Auch hier sieht die Rechtslage ähnlich aus: Für die gesetzlichen Mindesturlaubstage ist die Antwort ein klares „Nein“. Gemäß § 5 Abs. 3 des Bundesurlaubsgesetzes kann der Arbeitgeber zu viel genommene Urlaubstage nicht zurückfordern. Scheidest du also vor dem 30. Juni aus dem Unternehmen aus, hast aber bereits deinen Jahresurlaub aufgebraucht, musst du keine Schadensersatzzahlungen leisten. Anders ist die Regelung bei freiwillig gewährten Urlaubstagen. Steht dir laut Gesetz 20 Tage Urlaub pro Jahr zu, dein Arbeitgeber gewährt dir aber 25 und diese hast du zum Zeitpunkt der Kündigung bereits aufgebraucht, obwohl du in der ersten Jahreshälfte den Arbeitgeber wechselst und somit keinen vollen Anspruch auf deinen Jahresurlaub hättest, kann der Arbeitgeber Rückzahlungen für die fünf zu viel gewährten Urlaubstage verlangen. Beachte hierzu die entsprechenden Klauseln in deinem Arbeitsvertrag.
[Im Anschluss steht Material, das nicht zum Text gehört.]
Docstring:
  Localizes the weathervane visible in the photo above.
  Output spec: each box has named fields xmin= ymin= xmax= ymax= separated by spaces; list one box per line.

Können Arbeitnehmer auf ihren Urlaub verzichten?

Nein, auch das geht laut Gesetz nicht. Die Arbeitnehmer in Deutschland müssen ihren jährlichen Mindesturlaub nehmen, schließlich wurde er aus Arbeitnehmerschutzgründen gesetzlich festgelegt. Das bedeutet, dass du als Arbeitnehmer nicht einfach ganz oder teilweise auf deinen gesetzlichen Urlaubsanspruch verzichten kannst. Eine entsprechende Klausel im Aufhebungs- oder Arbeitsvertrag betrifft ebenfalls nur die zusätzlichen, vom Arbeitgeber gewährten über gesetzlichen Urlaubstage.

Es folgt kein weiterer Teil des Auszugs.